The greatest scientific and political scandal in modern times continues to unravel. And media is starting to cover it more and more as the consequences is starting to sink in, really sink in.
“An academic investigation is a start, but it’s not enough, considering the role of many institutions in this cover-up. With so much federal money for academic research involved, trusting universities to get to the bottom of this scandal is akin to leaving a fox in charge of the henhouse.”
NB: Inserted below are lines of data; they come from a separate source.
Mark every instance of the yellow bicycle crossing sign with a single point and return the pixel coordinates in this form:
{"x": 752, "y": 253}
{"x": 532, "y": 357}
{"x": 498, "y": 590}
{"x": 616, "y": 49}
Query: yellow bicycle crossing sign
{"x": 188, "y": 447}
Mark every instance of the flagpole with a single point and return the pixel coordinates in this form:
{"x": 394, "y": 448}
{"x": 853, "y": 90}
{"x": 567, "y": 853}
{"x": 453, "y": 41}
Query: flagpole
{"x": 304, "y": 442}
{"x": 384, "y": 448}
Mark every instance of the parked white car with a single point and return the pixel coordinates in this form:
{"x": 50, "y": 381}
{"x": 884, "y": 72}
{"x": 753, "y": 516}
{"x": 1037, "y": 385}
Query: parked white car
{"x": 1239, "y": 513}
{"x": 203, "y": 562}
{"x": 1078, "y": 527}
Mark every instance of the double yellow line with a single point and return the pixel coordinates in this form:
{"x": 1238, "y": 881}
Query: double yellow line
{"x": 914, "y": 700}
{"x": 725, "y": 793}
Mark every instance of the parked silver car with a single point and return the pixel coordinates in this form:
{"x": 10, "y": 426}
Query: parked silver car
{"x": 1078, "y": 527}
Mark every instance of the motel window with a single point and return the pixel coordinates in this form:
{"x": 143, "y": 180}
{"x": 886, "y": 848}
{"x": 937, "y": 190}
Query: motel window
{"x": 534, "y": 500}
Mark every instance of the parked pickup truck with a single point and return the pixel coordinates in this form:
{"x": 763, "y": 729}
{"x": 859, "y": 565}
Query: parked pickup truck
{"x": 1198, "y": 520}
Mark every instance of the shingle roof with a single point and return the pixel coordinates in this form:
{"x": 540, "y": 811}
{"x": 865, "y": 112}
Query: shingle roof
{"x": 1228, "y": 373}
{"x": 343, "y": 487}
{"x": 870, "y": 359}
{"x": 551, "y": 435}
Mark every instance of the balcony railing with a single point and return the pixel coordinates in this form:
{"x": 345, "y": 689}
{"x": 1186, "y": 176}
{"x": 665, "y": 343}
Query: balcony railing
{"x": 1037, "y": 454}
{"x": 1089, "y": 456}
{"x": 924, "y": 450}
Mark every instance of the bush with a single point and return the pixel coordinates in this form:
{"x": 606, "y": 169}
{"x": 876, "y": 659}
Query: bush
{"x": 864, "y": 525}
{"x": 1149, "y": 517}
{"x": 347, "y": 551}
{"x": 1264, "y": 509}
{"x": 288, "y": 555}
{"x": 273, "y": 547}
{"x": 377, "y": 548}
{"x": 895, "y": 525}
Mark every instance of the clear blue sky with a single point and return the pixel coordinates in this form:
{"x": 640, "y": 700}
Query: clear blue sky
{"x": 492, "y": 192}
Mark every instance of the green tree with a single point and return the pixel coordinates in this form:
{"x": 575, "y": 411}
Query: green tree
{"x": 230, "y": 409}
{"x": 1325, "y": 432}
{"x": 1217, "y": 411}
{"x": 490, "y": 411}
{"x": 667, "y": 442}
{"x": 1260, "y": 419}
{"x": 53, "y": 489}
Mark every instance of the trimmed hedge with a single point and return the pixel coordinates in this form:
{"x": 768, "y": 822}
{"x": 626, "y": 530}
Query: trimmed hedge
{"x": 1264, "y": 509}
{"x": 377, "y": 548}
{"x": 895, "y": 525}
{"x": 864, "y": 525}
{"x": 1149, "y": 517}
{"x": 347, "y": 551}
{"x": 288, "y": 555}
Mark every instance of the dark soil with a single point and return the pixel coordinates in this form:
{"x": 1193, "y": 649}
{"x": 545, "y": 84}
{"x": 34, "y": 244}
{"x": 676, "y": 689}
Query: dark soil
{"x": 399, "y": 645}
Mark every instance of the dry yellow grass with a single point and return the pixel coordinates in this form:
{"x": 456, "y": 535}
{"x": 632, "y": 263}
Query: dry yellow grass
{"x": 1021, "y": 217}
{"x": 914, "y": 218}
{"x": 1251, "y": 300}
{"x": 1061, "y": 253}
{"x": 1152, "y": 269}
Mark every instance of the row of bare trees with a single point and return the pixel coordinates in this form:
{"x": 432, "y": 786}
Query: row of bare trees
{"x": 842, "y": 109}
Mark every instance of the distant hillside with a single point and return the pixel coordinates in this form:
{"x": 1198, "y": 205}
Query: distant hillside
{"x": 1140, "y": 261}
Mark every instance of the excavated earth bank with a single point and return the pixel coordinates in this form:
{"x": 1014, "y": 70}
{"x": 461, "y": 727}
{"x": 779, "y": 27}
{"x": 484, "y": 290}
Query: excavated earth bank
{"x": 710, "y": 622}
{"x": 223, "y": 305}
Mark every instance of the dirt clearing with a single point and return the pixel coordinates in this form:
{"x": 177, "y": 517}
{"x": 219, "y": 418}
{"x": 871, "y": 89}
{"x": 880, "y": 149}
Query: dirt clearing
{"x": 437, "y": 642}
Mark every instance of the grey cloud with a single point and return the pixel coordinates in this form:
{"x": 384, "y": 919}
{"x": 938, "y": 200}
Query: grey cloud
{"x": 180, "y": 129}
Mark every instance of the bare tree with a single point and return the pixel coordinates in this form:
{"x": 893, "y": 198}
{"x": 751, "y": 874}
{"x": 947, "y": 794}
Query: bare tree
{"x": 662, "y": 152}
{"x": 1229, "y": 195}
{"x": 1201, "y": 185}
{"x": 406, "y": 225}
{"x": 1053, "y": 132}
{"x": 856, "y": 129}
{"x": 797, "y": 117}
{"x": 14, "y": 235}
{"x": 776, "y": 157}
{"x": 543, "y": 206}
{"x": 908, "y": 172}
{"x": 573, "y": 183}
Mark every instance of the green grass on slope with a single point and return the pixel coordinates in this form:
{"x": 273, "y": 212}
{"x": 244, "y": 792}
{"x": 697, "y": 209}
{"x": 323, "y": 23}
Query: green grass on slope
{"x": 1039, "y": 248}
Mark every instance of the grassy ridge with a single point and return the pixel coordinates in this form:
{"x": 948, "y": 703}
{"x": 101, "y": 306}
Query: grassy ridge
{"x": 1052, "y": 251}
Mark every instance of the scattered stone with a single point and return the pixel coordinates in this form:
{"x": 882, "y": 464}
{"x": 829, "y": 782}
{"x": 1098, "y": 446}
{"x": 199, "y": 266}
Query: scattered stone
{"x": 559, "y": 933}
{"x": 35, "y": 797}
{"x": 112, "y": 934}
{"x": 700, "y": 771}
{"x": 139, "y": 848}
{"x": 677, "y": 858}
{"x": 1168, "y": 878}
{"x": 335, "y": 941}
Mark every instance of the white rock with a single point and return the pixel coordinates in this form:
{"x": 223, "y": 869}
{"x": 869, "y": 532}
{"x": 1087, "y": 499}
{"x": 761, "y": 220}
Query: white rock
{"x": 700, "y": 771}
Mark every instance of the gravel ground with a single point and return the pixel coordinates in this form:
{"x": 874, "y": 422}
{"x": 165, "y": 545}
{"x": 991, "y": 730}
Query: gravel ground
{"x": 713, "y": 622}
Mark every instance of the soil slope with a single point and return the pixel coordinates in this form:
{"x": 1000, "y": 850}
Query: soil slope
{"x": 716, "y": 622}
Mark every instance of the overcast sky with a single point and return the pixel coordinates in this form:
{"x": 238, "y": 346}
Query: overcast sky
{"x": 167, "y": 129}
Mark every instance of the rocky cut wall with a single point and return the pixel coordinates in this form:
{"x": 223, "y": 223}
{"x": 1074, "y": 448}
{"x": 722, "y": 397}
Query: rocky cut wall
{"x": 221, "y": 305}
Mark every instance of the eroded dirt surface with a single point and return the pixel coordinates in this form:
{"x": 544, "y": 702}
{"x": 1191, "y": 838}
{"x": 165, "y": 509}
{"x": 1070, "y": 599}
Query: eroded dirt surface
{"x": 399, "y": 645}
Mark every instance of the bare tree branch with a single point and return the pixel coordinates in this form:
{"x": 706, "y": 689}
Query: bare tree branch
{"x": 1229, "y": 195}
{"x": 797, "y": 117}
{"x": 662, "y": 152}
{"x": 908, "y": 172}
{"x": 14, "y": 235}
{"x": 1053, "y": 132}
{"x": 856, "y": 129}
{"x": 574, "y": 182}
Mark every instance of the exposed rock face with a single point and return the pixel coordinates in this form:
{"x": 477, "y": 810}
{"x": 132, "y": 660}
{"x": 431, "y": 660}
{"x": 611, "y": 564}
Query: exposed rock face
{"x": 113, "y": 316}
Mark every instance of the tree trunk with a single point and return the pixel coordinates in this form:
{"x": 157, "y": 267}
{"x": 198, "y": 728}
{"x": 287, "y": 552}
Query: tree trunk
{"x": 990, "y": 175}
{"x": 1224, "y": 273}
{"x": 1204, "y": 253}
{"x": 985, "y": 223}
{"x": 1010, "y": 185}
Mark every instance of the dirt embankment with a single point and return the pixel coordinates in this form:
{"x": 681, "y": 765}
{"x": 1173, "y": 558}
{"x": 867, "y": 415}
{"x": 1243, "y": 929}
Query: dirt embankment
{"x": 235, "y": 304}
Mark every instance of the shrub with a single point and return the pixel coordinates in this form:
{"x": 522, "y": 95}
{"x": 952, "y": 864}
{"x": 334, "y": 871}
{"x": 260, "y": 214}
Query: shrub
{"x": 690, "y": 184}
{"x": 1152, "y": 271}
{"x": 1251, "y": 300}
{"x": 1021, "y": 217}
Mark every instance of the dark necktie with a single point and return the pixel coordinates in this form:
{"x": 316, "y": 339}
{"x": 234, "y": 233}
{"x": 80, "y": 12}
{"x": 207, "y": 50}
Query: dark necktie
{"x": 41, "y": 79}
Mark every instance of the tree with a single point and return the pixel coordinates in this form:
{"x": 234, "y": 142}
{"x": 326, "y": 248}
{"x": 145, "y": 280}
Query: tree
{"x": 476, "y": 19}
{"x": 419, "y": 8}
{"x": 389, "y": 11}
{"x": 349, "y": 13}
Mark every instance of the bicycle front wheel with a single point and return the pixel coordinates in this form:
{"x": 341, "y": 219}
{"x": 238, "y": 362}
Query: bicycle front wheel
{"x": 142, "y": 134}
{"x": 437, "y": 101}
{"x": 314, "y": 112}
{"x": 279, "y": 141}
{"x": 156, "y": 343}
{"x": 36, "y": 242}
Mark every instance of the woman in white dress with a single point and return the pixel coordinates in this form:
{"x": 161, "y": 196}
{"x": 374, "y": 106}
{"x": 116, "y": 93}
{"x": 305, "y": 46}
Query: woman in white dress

Wednesday, December 2, 2009
EDITORIAL: Universities take action on Climategate
THE WASHINGTON TIMES
The Obama administration might think Climategate is a nonevent, but on Monday, Pennsylvania State University announced it was launching an investigation into the academic conduct of Michael Mann, director of the school’s Earth System Science Center. Yesterday, it was announced that Phil Jones, director of the Climatic Research Unit (CRU) at the University of East Anglia, would step aside while his university conducts an investigation. With so much fraud being exposed in the academic community that studies and promotes global-warming theories, an example has to be made of someone.
There are dozens of researchers at other institutions involved in this scandal surrounding leaked e-mails that discuss covering up evidence of global cooling and destroying research that discounts global warming. For example, in the United States, the National Center for Atmospheric Research is in the thick of the e-mail chain.
Mr. Mann is front and center in the debate over what constitutes unethical research. In the current controversy, he is named in about 270 of the more than 1,000 leaked e-mails, many of which detail disturbing and improper academic behavior. On Monday, he told the Penn State student newspaper that the controversy over the leaked e-mails was simply part of a systematic smear campaign to prevent climate researchers from doing their work and that the leaks were timed to derail next week’s climate summit.
The evidence suggests that his troubles were not created by a smear campaign but are the result of his own shenanigans. In an e-mail titled ”IPCC & FOI” (referring to the United Nations Intergovernmental Panel on Climate Change and the Freedom of Information Act), Mr. Jones wrote to Mr. Mann, asking: ”Mike: Can you delete any emails you may have had with Keith [Briffa] re [the IPCC’s Fourth Assessment Report]? Keith will do likewise. … Can you also email Gene [Wahl] and get him to do the same? I don’t have his new email address. We will be getting Caspar [Amman] to do likewise.”
Although Mr. Mann acknowledges that he received this message, he claims that neither he nor anyone else actually deleted any e-mails to hide information from a Freedom of Information request on how the United Nation’s IPCC report was written. His e-mail response at the time, however, is quite damning because the language makes it seem that he went along with Mr. Jones’ proposed initiative to destroy evidence. Far from criticizing the request, Mr. Mann wrote back: ”I’ll contact Gene about this ASAP. His new email is: firstname.lastname@example.org. Talk to you later, Mike.”
This disturbing willingness to participate in skullduggery is consistent with other leaked communications with Mr. Mann, including his now notorious e-mail about how ”to hide the decline [in temperature],” which demolishes leftist claims that global temperatures are increasing.
Untold millions in federal funds have been granted to American academics and institutions ensnared in Climategate. Congress and the administration should be investigating the charges of destroyed documents and data as well as the general unwillingness to share data funded by taxpayers. An academic investigation is a start, but it’s not enough, considering the role of many institutions in this cover-up. With so much federal money for academic research involved, trusting universities to get to the bottom of this scandal is akin to leaving a fox in charge of the henhouse.